H Company's Holo3 hits 78.85% on OSWorld, beats GPT-5.4 at one-tenth the cost. A Vision-Language Model family optimized for GUI agents with only 10B active parameters (122B total MoE). The 35B variant is Apache 2.0 on Hugging Face with free inference API. This is the kind of efficiency breakthrough that makes desktop agent deployment practical for teams without hyperscaler budgets.
Google ADK Go 1.0 ships with native OpenTelemetry and A2A protocol. The Go agent ecosystem just got its production-ready framework. YAML-based agent configuration, retry-and-reflect self-correction, human-in-the-loop flows. A2A protocol works seamlessly across Go, Java, and Python agents. If you're building agents in Go, this is your starting point.

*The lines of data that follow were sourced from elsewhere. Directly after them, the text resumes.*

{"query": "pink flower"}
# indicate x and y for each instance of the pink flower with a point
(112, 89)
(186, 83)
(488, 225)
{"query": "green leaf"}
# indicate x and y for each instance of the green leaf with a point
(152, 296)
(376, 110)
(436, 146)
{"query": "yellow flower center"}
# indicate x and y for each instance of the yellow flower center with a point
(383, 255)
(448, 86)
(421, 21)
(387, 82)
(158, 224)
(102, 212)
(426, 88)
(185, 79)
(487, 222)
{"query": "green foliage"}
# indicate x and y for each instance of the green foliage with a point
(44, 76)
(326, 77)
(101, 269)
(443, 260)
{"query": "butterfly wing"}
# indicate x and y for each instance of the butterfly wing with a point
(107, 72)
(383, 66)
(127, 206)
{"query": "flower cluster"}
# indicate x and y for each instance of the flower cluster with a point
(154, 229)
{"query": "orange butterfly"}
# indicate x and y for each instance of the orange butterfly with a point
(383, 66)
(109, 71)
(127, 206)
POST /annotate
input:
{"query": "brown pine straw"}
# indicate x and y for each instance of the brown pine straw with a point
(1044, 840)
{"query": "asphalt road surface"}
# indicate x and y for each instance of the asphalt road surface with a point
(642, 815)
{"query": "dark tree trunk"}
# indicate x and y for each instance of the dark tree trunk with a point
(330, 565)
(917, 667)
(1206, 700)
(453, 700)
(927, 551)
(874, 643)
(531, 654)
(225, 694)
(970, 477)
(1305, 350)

Amazon OpenSearch adds Investigation Agent with plan-execute-reflect and persistent memory. Three agentic capabilities at no additional cost: an Investigation Agent that generates ranked hypotheses from logs, an Agentic Chat for natural language PPL queries, and Agentic Memory that persists context across sessions. Targeting observability teams trying to reduce MTTR.

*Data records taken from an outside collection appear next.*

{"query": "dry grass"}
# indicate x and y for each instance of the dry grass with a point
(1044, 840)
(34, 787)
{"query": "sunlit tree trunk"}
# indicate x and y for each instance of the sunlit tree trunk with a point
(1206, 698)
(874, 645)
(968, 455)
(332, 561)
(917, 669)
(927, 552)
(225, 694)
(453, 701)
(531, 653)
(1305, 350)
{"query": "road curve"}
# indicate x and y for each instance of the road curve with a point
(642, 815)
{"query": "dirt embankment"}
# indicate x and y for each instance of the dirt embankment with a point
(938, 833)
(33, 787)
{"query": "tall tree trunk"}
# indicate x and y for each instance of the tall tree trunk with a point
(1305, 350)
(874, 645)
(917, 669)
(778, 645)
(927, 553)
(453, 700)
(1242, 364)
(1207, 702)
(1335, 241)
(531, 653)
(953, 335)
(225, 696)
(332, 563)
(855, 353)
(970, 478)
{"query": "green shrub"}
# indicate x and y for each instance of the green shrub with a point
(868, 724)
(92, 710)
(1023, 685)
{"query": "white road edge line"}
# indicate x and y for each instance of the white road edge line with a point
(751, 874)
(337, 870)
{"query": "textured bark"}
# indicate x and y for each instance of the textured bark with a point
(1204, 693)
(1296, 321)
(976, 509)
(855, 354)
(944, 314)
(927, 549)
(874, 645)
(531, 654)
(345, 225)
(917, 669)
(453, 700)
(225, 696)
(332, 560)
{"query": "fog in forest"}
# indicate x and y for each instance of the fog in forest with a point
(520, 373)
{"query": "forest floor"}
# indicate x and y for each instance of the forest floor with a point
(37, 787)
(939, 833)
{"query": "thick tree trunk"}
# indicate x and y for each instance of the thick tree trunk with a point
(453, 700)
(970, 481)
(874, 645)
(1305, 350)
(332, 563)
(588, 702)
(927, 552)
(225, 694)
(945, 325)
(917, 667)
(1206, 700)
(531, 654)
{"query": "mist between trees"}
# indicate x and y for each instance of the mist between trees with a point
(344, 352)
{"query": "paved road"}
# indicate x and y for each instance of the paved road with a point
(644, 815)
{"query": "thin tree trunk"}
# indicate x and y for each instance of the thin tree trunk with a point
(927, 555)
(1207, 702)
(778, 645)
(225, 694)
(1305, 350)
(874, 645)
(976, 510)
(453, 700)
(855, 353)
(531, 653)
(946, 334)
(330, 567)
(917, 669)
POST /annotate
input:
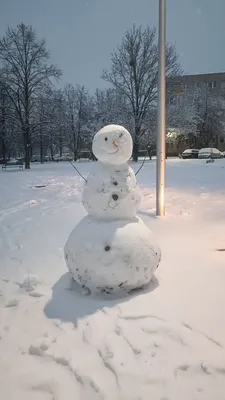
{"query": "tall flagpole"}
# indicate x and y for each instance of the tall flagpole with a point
(161, 113)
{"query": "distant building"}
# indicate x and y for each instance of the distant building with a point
(215, 82)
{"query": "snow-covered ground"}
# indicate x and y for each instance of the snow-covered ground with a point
(166, 343)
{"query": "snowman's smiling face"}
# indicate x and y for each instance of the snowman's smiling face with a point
(113, 145)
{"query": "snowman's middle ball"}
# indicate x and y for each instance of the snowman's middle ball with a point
(113, 145)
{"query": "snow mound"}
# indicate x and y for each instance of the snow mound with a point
(111, 256)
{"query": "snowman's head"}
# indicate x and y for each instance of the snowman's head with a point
(113, 145)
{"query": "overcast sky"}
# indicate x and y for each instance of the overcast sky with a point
(82, 33)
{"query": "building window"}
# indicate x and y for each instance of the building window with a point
(212, 84)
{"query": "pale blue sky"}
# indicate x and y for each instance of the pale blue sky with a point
(82, 33)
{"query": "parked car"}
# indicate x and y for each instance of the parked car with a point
(210, 152)
(190, 153)
(14, 161)
(63, 157)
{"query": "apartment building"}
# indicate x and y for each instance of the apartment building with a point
(214, 82)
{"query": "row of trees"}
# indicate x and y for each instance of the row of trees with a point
(37, 116)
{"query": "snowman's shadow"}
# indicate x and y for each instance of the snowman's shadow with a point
(68, 305)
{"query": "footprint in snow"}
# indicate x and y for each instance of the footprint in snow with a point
(12, 303)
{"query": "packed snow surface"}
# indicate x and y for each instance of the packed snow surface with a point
(163, 343)
(111, 256)
(111, 192)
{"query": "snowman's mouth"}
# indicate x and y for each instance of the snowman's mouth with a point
(113, 152)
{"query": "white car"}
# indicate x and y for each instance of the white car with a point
(210, 152)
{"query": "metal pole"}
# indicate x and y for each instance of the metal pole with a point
(161, 113)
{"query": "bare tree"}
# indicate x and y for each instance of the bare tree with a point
(134, 72)
(26, 71)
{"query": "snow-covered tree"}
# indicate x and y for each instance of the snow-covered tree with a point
(26, 71)
(134, 73)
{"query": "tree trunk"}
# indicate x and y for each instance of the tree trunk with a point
(27, 156)
(52, 151)
(27, 147)
(136, 144)
(41, 147)
(3, 150)
(60, 144)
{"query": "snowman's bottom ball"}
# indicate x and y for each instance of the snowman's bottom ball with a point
(111, 256)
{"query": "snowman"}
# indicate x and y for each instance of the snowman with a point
(111, 249)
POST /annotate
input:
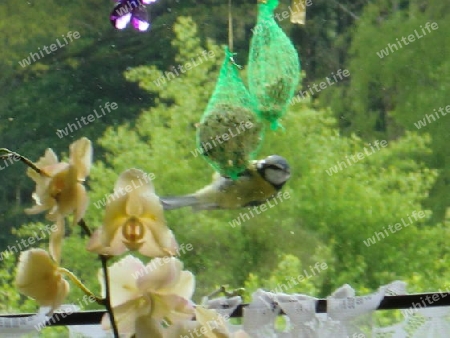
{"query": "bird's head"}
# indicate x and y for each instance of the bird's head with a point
(275, 170)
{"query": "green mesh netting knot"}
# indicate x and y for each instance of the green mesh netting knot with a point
(274, 66)
(230, 132)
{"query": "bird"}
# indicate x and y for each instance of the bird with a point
(258, 183)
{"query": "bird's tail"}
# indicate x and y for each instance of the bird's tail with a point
(176, 202)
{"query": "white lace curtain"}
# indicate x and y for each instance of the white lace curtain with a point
(348, 316)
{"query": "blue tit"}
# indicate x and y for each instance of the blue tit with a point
(260, 182)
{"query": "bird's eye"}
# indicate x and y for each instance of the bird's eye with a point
(276, 176)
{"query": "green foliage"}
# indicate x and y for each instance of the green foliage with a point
(330, 212)
(395, 91)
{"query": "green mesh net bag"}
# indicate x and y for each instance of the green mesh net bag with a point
(273, 66)
(230, 132)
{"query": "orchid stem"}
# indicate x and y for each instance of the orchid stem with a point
(107, 300)
(25, 160)
(104, 260)
(78, 283)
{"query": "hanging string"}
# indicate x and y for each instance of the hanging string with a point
(230, 27)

138 practitioner talks analyzed to map real agent adoption patterns. Researchers studied actual industry presentations to catalog which frameworks, interaction patterns, and technologies practitioners choose versus what papers recommend. The gap between academic agent research and production deployments is significant. This is ground-truth data on how people actually build agent systems.
Research
Anthropic finds 171 emotion vectors inside Claude that causally steer behavior. Mechanistic interpretability research identified 171 emotion-like activation patterns in Claude Sonnet 4.5, organized by valence and arousal axes mirroring human emotional structure. Steering "blissful" raised activity desirability by 212 Elo points. Steering "hostile" lowered it by 303. Whether these are "real emotions" or useful internal representations is debated. That they causally steer behavior is not.

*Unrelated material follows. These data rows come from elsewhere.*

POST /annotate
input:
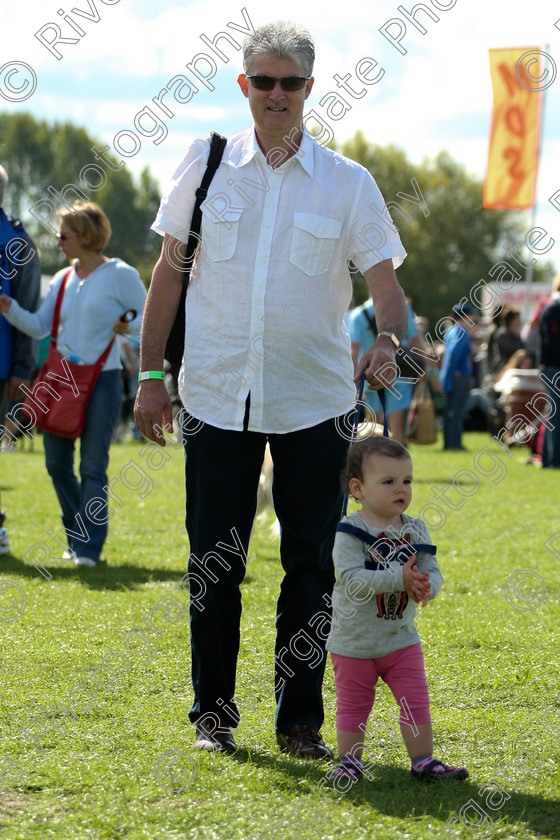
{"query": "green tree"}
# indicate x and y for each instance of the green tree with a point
(453, 247)
(38, 156)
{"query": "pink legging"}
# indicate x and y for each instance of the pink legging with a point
(355, 679)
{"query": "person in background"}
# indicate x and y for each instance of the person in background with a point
(20, 277)
(456, 374)
(99, 291)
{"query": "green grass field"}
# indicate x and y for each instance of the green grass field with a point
(116, 760)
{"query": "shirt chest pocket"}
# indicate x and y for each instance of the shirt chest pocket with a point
(313, 242)
(220, 232)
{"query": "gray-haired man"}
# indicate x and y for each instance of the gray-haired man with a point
(267, 358)
(20, 277)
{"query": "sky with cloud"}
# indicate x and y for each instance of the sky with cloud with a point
(437, 95)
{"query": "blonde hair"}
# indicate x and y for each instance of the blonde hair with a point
(3, 183)
(88, 219)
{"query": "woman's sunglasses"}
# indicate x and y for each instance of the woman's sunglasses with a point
(287, 83)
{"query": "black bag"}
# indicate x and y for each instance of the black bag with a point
(176, 341)
(407, 370)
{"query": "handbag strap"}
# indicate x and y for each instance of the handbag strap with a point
(56, 321)
(217, 146)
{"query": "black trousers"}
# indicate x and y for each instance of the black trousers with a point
(222, 474)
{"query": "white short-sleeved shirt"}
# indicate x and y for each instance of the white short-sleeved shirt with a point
(270, 286)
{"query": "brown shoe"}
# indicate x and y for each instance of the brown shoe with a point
(212, 738)
(304, 741)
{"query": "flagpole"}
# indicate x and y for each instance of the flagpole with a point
(529, 268)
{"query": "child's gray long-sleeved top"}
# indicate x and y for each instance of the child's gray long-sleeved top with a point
(372, 613)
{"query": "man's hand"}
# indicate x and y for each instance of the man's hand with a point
(14, 385)
(152, 410)
(416, 585)
(379, 364)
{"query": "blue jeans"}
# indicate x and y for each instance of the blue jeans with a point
(84, 535)
(454, 411)
(551, 441)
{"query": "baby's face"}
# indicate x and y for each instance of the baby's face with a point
(386, 489)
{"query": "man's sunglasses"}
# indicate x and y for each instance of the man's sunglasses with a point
(287, 83)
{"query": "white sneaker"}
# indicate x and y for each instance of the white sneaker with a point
(85, 561)
(4, 542)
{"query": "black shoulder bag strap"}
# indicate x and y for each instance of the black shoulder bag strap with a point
(176, 340)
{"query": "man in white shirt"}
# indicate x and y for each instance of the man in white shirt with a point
(267, 357)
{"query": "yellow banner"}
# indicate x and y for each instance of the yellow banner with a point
(513, 154)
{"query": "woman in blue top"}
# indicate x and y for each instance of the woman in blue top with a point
(456, 374)
(98, 292)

Latent Space Survey maps LLM representation taxonomy. 415 HuggingFace upvotes. A 36-author survey covering reasoning, planning, memory, embodiment, and collaboration capabilities from latent-space computation. Highest-engagement paper this week. If you're doing anything with model internals, this is your reference document.
SKILL0 internalizes agent skills into model weights via RL, eliminates retrieval overhead. Instead of loading skill files at inference, the model learns the skill during training and executes it natively. For anyone running agent skill ecosystems (I'm watching you, Superpowers), this could shift the architecture from retrieval-augmented skills to parameter-encoded capabilities.
Batched Contextual Reinforcement cuts reasoning token overhead without quality loss. A single-stage training paradigm that reduces chain-of-thought token consumption without explicit length penalties or multi-stage curricula. Directly addresses why reasoning models are expensive to deploy at scale.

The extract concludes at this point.